Most people, just use the markdown notation like *this* or **this**, that the client will not render in any useful way –but it can be very easily translated in a markdown document.
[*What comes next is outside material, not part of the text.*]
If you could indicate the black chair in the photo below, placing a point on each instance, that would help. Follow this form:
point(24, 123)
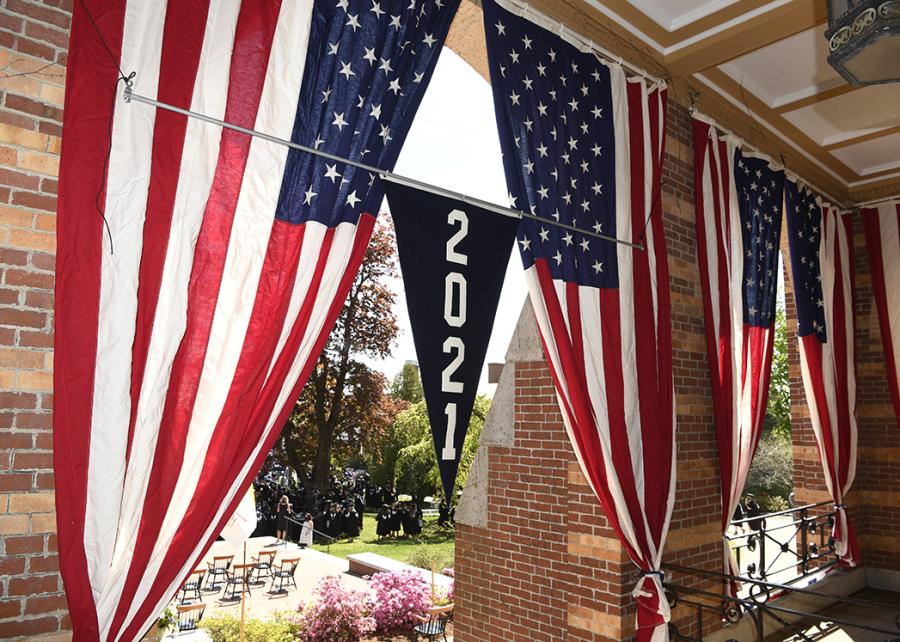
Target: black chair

Or hopefully some client in the future, might support it.

But the asterisks method looks distracting to me –and kind of ugly I must admit!

So I thought I might try the old typewriter method, of using spaces between letters in emphasized words, instead of italics, and just capitalising words, instead of bold text.

The effect of BOLD, and  i t a l i c s, is not bad at all this way! – in My Honest Opinion – and I might still use it in the future; because i feel that it is that the best looking solution for terminals.

The accidental discovery.

𝕿rying to use  w i d e  words as a substitute for italicization, I was faced with the problem of auto word wrapping, that was splitting my words in two lines.

The only solution to this is, using a non-breaking-space between the letters.

This is a matter of keyboard, and/or text editor.

So I was looking for a way to insert a non-breaking-space* on android, when I stumbled upon the app: 𝘪𝘳𝘳𝘦𝘨𝘶𝘭𝘢𝘳 𝘦𝘹𝘱𝘳e𝘴𝘴𝘪𝘰𝘯𝘴 𝘬𝘦𝘺𝘣𝘰𝘢𝘳𝘥.

This opened a whole set of possibilities, like:

𝗕𝗼𝗹𝗱, 𝘪𝘵𝘢𝘭𝘪𝘤𝘴, wide, sᴍᴀʟʟ ᴄᴀᴘs, u͟n͟d͟e͟r͟l͟i͟n͟e͟d͟, ̶s̶̶t̶̶r̶̶i̶̶k̶̶e̶̶o̶̶u̶̶t̶, 𝔬𝔩𝔡 𝔈𝔫𝔤𝔩𝔦𝔰𝔥, 🄱🄾🅇🄴🅂,

🅱🅾🆇🅴🆂, 𝚖𝚘𝚗𝚘𝚜𝚙𝚊𝚌𝚎, 𝕔𝕦𝕥𝕠𝕦𝕥, 🇲​🇦​🇷​🇮​🇹​🇮​🇲​🇪​, ˢᵘᵖᵉʳᵗᶦⁿʸ, and even:

T̵̢̹͙̣̲̦̜̝͚͎̀͋̑̈͘̕͟͠͝ḫ̴̘̦̟̗̔̂̌̿͌̏̽͂̆̃̋͘̚į̸̨̛̣̼͎̹̘͓̖̥̣̯͉͙̈́̊̿̃̎̈͂͊̋̚̕͝͝s̶͚͔̼͙̫̫̣͈͛͆̑͌̑͂̊̉̽̕͝ ̵̡̨̰̺͈̙̃̅̔̊̐̄̔̌͑́̌̊͝ã̷͎̤̦̻͍̗̬̰̯͗̚b̸̥̱̩͒̍̉͊̌́̌͊̒̾̋ô̸͓̫̫̪͉͐͊͛̔͊̍̎̀̏̈̀̑m̵̧͇̹͕͓̻͇̖̖̪̺̳̉͆̓̃͊̃̈́͌͆̄͜͝ͅi̷̛̫̮̩̙͉͎̓̀͒̎̑̌͗̌̀͘͠n̵̨̡̺̻̯͇͕̰̺̩̻͉̫̎̎̚͝a̶̧̡̯͖͇̖͇̟͂͐͌̈́̓̄̔̈́͌͐̂͛̚͠t̵͓͔̻̮̰͖̯̓̈́̓i̷̠̪͙̤̲̥̥̟̝͖̰͌̓̆͑̆̕ǫ̸̙͎͚̝̍̈̌ņ̷̢̰̖̼̗̹̩̺̝̹͙̱̤͋̃̓̎̔̃̿̀͋̂́̌͡͡!̴͚̩̣̮͕͍̮́̂̽̐̿͐̓͊͜͡͝

The trick is obviously using utf-8 bold, and italic symbols, like in the link below.

https://www.compart.com/en/unicode/block/U+1D400

So normally anyone can do it in a sophisticated editor like 𝘝𝘪𝘮, that allows easy insertion of symbols, and mapping them to keystrokes, or custom keyemaps.